Storage architecture

Chat / sessions / messages / files: SQL WASM (sql.js) persisted to IndexedDB. The facade src/lib/repositories/chat-history.ts is the single entry point and now routes to SQLite only.
Vectors / embeddings: still on Dexie + IndexedDB via src/lib/embeddings/storage.ts. Not yet migrated to SQLite.
Settings / provider config: @plasmohq/storage via the plasmoGlobalStorage wrapper. Sync-safe settings use chrome.storage.sync; device-local keys use chrome.storage.local.
Export / restore: ZIP bundles with versioned manifests; includes the chat SQLite blob plus Dexie dumps for vector embeddings and knowledge sets.

Chat-history storage

The facade exposes one chat-history API while the implementation stays SQLite-only. Three guarantees follow:

Durability: SQLite writes are debounced 1s to IndexedDB, and explicit reset/export/unload paths force-flush via flushSave() where needed.
Single source: chat sessions, messages, branches, and file metadata read and write through one normalized SQLite schema.
Export path: full-data export includes the SQLite database blob, so chat history remains restorable without any Dexie chat dump.

See the API reference for the full surface.

RAG / embedding architecture

Embeddings are generated via a browser-safe strategy chain.
Content is chunked and indexed locally; chat history uses SQLite, while vector storage remains in IndexedDB via the embeddings storage layer.
Query-time retrieval uses hybrid search with adaptive weighting.
The pipeline includes diversity filtering and recency / feedback score hooks.
Embeddings use a fallback chain: provider-native → shared model → background warmup → Ollama fallback.
Background model preparation uses provider capabilities where available; Ollama remains the most complete management path.

Why a background worker

Keeps provider network I/O and long-running operations off the UI thread.
Centralizes extension APIs that are unavailable or unsafe in UI contexts.
Simplifies cancellation and stream lifecycle tracking.

Tradeoffs and decisions

Legacy naming retained for compatibility

Pro: avoids migration breakage.
Con: causes confusion in multi-provider code paths.

SQLite-only chat history

Pro: one normalized chat store, smaller bundle surface, simpler boot path, and clearer export semantics.
Con: rollback now depends on full-data export or browser-level IndexedDB recovery, not a live Dexie chat fallback.

Provider-agnostic chat with provider-specific management features

Pro: fast rollout of multi-provider chat.
Con: uneven feature parity — pull / delete / version are Ollama-centric.

Local retrieval pipeline over extension constraints

Pro: privacy-preserving retrieval.
Con: CSP / performance limits prevent full in-browser model / reranker parity.
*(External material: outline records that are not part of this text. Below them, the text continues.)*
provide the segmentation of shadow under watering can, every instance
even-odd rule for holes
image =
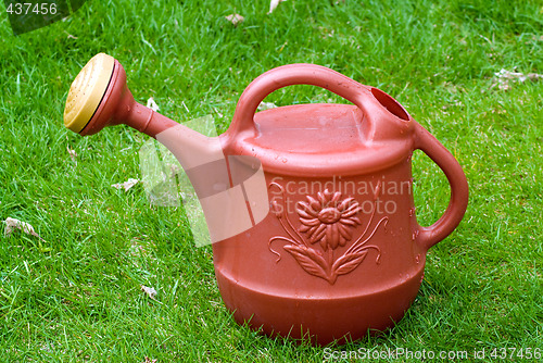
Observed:
[[[256,113],[270,92],[302,84],[353,104]],[[213,138],[137,103],[122,65],[98,54],[74,80],[64,121],[80,135],[127,124],[173,152],[204,210],[226,306],[272,336],[326,345],[399,322],[417,296],[428,249],[456,228],[468,203],[458,162],[392,97],[318,65],[254,79],[228,130]],[[451,185],[446,211],[428,227],[417,223],[411,192],[417,149]],[[371,192],[345,190],[351,183]],[[394,184],[409,192],[387,192]],[[394,210],[364,210],[382,199]]]

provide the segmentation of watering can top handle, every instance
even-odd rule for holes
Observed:
[[[245,88],[236,107],[231,125],[233,135],[254,128],[254,113],[266,96],[279,88],[293,85],[311,85],[328,89],[359,109],[363,109],[361,96],[369,93],[368,87],[321,65],[305,63],[282,65],[256,77]]]

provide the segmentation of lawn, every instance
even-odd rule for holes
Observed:
[[[29,223],[40,238],[7,236],[0,225],[0,361],[543,355],[543,79],[502,89],[495,76],[543,73],[540,1],[288,0],[267,14],[263,0],[89,0],[17,37],[4,9],[0,221]],[[232,25],[225,18],[232,13],[244,22]],[[153,97],[179,122],[212,114],[218,133],[244,87],[288,63],[321,64],[397,99],[456,157],[470,186],[465,218],[430,249],[405,317],[379,336],[327,349],[236,324],[216,287],[211,247],[194,247],[182,208],[150,205],[141,185],[111,187],[140,177],[148,138],[125,126],[85,138],[64,128],[70,85],[98,52],[121,61],[138,101]],[[266,101],[345,102],[310,86]],[[430,225],[449,185],[421,152],[414,177],[419,223]],[[156,300],[140,285],[155,288]]]

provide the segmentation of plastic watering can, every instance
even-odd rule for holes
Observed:
[[[328,89],[352,104],[256,112],[291,85]],[[218,288],[239,323],[326,345],[402,318],[418,292],[426,253],[468,203],[454,157],[383,91],[313,64],[274,68],[241,95],[229,129],[202,136],[134,100],[113,58],[92,58],[74,80],[65,126],[80,135],[126,124],[156,138],[197,190]],[[412,155],[444,172],[451,200],[417,223]]]

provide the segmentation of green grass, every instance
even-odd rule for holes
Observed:
[[[288,0],[266,15],[268,4],[94,0],[20,37],[0,16],[0,220],[30,223],[46,240],[0,236],[0,361],[327,358],[237,325],[211,248],[193,247],[182,210],[149,206],[141,186],[111,188],[138,177],[144,136],[64,129],[70,84],[100,51],[124,64],[137,100],[154,97],[178,121],[214,114],[220,132],[244,87],[287,63],[323,64],[395,97],[464,166],[470,204],[430,250],[406,316],[332,349],[543,349],[543,82],[492,87],[501,68],[543,73],[541,2]],[[235,12],[245,17],[238,27],[224,18]],[[307,86],[268,98],[328,100],[342,102]],[[428,225],[449,186],[422,153],[414,163],[417,213]]]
Assumptions and constraints

Assumptions

The user can run at least one provider endpoint.
Endpoint URLs are reachable from extension context.
Local resources are sufficient for selected models.

Constraints

Chrome extension CSP limits some WASM / worker ML paths.
Firefox lacks Chrome DNR API behavior.
Provider model-naming collisions can cause ambiguous mapping behavior.
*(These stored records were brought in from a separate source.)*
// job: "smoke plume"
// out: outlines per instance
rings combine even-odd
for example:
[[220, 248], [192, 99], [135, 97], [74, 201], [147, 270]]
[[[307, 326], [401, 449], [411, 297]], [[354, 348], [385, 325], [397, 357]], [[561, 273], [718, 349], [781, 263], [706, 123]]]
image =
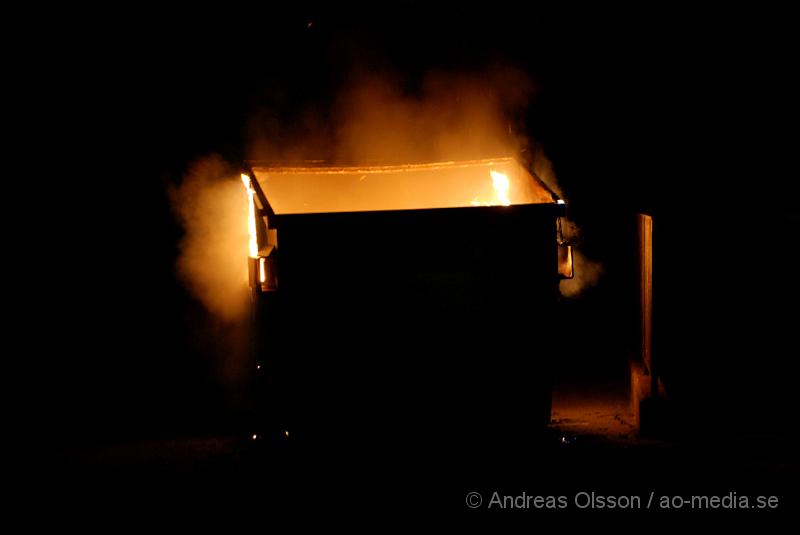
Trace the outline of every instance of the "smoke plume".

Known risks and technical debt

Legacy ollama-* keys retained for compatibility while provider naming becomes default.
Partial provider parity in model-management actions.
Dual persistence architecture during the migration period.
Retrieval quality depends on chunking / threshold tuning and model quality.

Desktop design notes

These are non-implementation notes for a hypothetical desktop port.

The provider abstraction (factory / manager / types) is intentionally runtime-agnostic and can be reused in a desktop app.
Provider identity metadata (icons, display names) should remain shared via src/lib/providers/registry.ts.
Browser-only APIs (DNR, extension messaging) are already isolated in background handlers and would map to Electron main-process equivalents.
Storage keys are provider-agnostic with legacy shims; a desktop app can reuse the same keys to migrate settings.

Near-term priorities

Finish retiring legacy ollama-* naming where compatibility does not require it.
Migrate vector storage and knowledge sets off Dexie when the SQLite path is ready.
Expand provider parity for management actions.
Improve retrieval observability and failure diagnostics.